The hospital had 53 patients admitted for 20 beds normally available, with extra beds installed in disused rooms and patients waiting on trolleys in corridors. Twenty patients had still not been seen by 7am on Friday, he said.

France recorded its hottest day since measurements began in 1947 on Wednesday, with average temperatures throughout the day and night reaching 30C. Temperatures were forecast to fall on Friday, with a more noticeable drop over the weekend.

The country saw a fourfold increase in emergency room visits for heat-related reasons and a surge in cardiac arrests, authorities said.

"We are reaching a saturation point in hospital facilities," Paris police chief Patrice Faure said on Thursday. "The number of hospitalisations keeps increasing."

Hospitals overwhelmed as Europe heatwave shifts east

Events banned

Faced with the surge in patients, French authorities banned evening alcohol sales and public alcohol consumption in Paris from Friday and through the weekend.

Faure also ordered organisers of large-scale events planned for the weekend in Paris, including the Solidays festival, the Paris Pride March and the Charléty athletics meeting, to cancel them because the "exceptional heatwave" was "putting a strain on the emergency services and healthcare facilities".

Organisers of Saturday's Paris Pride March said they had postponed the event until September.
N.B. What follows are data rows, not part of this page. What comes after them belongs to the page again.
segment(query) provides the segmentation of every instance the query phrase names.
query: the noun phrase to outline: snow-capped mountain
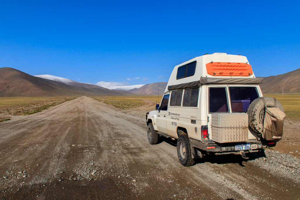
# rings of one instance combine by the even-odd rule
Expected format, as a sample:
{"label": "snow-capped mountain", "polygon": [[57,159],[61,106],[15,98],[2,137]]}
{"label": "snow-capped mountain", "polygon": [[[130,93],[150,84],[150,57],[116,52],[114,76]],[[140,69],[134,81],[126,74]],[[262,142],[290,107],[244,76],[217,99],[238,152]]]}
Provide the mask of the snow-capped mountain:
{"label": "snow-capped mountain", "polygon": [[105,88],[110,90],[124,90],[125,91],[128,91],[133,89],[140,88],[144,85],[123,85],[122,86],[109,86],[107,87],[101,87],[92,83],[82,83],[80,82],[77,82],[72,80],[66,79],[65,78],[56,76],[52,75],[49,75],[49,74],[43,74],[43,75],[36,75],[34,76],[36,77],[46,79],[52,80],[57,82],[59,82],[63,83],[64,83],[68,85],[71,85],[79,87],[86,87],[86,85],[85,84],[88,84],[91,85],[92,85],[95,87],[100,87],[101,88]]}
{"label": "snow-capped mountain", "polygon": [[128,91],[133,89],[140,88],[144,85],[122,85],[120,86],[108,86],[104,87],[110,90],[125,90]]}
{"label": "snow-capped mountain", "polygon": [[52,81],[57,81],[57,82],[62,83],[65,83],[68,85],[71,85],[70,84],[72,83],[78,82],[77,81],[73,81],[72,80],[69,79],[66,79],[65,78],[62,78],[62,77],[59,77],[59,76],[55,76],[49,75],[49,74],[36,75],[33,76],[36,76],[36,77],[39,77],[40,78],[42,78],[43,79],[46,79],[52,80]]}

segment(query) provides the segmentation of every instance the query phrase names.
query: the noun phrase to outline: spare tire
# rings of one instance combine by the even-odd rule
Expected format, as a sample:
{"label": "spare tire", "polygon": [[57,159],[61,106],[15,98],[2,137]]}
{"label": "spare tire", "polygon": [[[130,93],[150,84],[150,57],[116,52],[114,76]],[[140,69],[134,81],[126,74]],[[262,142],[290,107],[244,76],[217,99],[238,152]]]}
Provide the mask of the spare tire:
{"label": "spare tire", "polygon": [[282,105],[277,100],[270,97],[262,97],[255,99],[249,106],[248,113],[249,126],[260,135],[262,133],[265,117],[265,103],[266,107],[278,108],[284,112]]}

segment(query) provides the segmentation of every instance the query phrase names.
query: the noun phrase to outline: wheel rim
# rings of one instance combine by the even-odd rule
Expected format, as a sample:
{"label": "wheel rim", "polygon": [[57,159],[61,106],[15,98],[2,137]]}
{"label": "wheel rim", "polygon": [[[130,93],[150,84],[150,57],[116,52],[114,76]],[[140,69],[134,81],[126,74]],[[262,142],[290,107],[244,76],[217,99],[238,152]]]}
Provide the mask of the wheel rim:
{"label": "wheel rim", "polygon": [[152,139],[152,133],[151,131],[151,129],[150,127],[148,128],[148,139],[151,140]]}
{"label": "wheel rim", "polygon": [[184,159],[185,158],[185,146],[182,142],[180,142],[179,145],[179,152],[180,154],[180,156],[182,158]]}

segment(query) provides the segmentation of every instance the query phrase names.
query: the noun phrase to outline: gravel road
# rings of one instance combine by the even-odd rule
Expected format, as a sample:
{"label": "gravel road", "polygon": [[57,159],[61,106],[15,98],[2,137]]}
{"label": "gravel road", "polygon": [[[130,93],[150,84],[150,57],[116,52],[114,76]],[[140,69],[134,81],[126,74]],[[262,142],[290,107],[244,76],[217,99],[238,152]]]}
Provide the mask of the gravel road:
{"label": "gravel road", "polygon": [[266,150],[184,167],[176,141],[149,144],[134,112],[82,97],[0,124],[0,199],[299,199],[296,157]]}

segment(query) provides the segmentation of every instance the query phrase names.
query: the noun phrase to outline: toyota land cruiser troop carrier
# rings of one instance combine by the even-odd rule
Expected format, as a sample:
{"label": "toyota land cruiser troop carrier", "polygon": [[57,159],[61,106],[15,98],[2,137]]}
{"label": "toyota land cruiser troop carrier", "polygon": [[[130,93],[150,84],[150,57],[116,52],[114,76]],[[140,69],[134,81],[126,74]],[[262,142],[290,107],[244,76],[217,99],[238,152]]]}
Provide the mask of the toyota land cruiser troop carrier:
{"label": "toyota land cruiser troop carrier", "polygon": [[263,97],[247,58],[215,53],[174,68],[160,104],[146,114],[149,143],[159,135],[178,139],[184,166],[204,154],[240,154],[275,146],[285,115],[281,104]]}

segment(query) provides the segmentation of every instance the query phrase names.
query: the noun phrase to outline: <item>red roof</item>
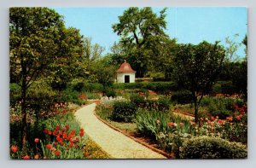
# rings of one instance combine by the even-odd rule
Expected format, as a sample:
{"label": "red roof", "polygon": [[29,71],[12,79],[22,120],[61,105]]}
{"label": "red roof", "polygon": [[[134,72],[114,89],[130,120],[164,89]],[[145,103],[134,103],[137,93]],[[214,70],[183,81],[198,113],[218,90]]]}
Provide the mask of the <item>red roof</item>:
{"label": "red roof", "polygon": [[131,67],[131,65],[125,61],[124,63],[120,66],[120,67],[116,71],[118,72],[136,72]]}

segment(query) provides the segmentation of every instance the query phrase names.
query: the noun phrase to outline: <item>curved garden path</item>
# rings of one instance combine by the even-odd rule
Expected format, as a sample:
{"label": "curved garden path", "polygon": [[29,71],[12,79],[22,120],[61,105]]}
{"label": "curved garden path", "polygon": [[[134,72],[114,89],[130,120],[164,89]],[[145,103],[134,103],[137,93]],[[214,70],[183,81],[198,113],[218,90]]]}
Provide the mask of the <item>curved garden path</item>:
{"label": "curved garden path", "polygon": [[100,121],[90,104],[75,113],[85,133],[113,159],[166,159]]}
The annual march usually draws tens of thousands of people onto the city's streets.

Organisers of Solidays also cancelled the festival, French broadcaster BFM reported.

Schools disrupted

More than €130 million has been allocated to pay for cooling systems and renovation work in French schools and nurseries to help them prepare for future heatwaves, state-owned utility EDF and several lenders said on Friday.

Most French schools are not designed to withstand extreme temperatures and do not have air conditioning.

The heatwave has forced thousands of schools to close, while those that remained open have struggled to teach pupils in sweltering classrooms or hold end-of-school exams for graduating high school students.

EDF said half the funding would pay for more than 100,000 pieces of equipment across more than 10,000 schools and nurseries by the end of September 2026.

The remaining money will be distributed in grants of 10,000 euros per site to help pay for cooling systems until the end of June 2027.

French teaching unions called for a strike on Thursday to protest "unacceptable working conditions".

Some parents have resorted to makeshift solutions to cool classrooms, using chalk-based coatings on windows or attaching emergency blankets to them.

France scrambles to respond, as June heatwave grips Europe

Nationwide mobilisation

The government declared a nationwide mobilisation of the healthcare system on Thursday amid fears the heatwave could lead to more deaths in the coming days as chronic illnesses worsen.

A three-year-old boy was found dead in a car in the suburbs of Paris, where temperatures topped 40C on Wednesday.

At least 55 people have drowned in France since the heatwave began in mid-June, the sports minister said on Friday, warning the death toll could rise further. Many were young people who died while swimming in unauthorised places to escape the heat.

Scientists said on Friday that human-caused climate change was "unequivocally" responsible for the intensity of the record-breaking heatwave, adding that it would have been "virtually impossible" for such exceptional temperatures to occur in June 50 years ago.